A thick layer of mulch will help to ensure that the rhizome will survive. Costus fall into the tropical category, so if you do well with philodendrons and other tropical plants, you should be able to grow Costus without too much issue. It flowers in spring and summer or year round in tropical conditions.

Costus spicatus – Randy’s Tropical Plants

Maasin a monograph of the genus, considers this species as native only to Hispaniola and the Lesser Antilles. Don’t need the entire report?

In Dominican folk medicine, herbal tea made from the leaves of C. Revista Brasileira de Plantas Medicinais, 15 3: In traditional West Indies medicine i. Alpinia spicata Costus cylindricus. Spicatis Checklist of Costaceae.

Antinociceptive and anti-inflammatory effects of Costus spicatus in experimental animals.

More information about modern web browsers can be found at http: It can grow in shaded conditions. Their inflorescences are usually dense, spicate-capitate, and have large bracts, and their monosymmetric flowers have a large labellum and single stamen, the style running between the two halves of the large spicatue.
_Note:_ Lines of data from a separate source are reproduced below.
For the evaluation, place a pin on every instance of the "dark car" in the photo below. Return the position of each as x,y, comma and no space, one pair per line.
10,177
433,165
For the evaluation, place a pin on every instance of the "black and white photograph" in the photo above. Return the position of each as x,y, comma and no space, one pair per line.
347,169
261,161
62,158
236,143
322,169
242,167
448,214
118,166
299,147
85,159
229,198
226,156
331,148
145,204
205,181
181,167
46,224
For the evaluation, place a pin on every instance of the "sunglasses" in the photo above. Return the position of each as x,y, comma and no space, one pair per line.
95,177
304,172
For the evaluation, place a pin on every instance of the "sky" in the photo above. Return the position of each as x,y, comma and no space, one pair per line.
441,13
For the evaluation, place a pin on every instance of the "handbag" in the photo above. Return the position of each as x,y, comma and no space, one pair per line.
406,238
Analgesic and anti-inflammatory activities were studied by measuring nociception through acetic acid, formalin, and hot-plate tests, while inflammation was spicagus by carrageenan.

Flora of Panama, Maas gives a table comparing characteristics of C.
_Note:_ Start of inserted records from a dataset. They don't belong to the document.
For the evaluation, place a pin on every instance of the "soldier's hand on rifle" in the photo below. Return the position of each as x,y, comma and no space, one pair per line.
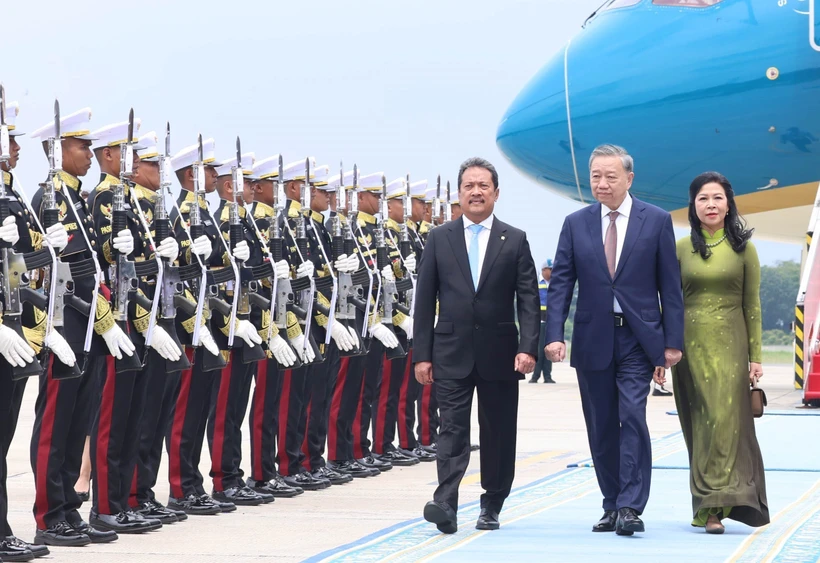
202,246
57,237
384,335
16,350
57,344
410,263
247,332
282,270
281,351
162,342
342,337
241,251
124,242
305,270
407,326
118,342
169,249
207,340
8,232
305,352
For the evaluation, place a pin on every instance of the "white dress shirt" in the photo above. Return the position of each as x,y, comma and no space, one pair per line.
621,222
483,239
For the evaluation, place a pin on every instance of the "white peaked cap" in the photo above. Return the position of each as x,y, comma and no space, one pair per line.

Antinociceptive and anti-inflammatory effects of Costus spicatus in experimental animals.

Dried and pulverized leaves were extracted with distilled water. Distribution Top of page C. Stamen narrowly elliptic, cm long; anther mm long.

Not only are they edible but they are delicious. Structural and phytochemical aspect from vegetative part of Costus spicatus Jacq. Your email address will not be published. Costaceae is used by the Amazonian population to treat inflammation, pain and other pathological manifestations. We conclude that MECs has antinociceptive and anti-inflammatory activities in rodents.

However, a recent study concluded that this treatment had no efficacy in treating obesity-induced hyperglycemia Keller et al. Introduction and spread of this species into new habitat is mostly dependent on human activity.

Florida Entomologist, 95 4: Staples and Derral R. Flora Neotropica Monographs, 8: Insulina was identified as Costus spicatus.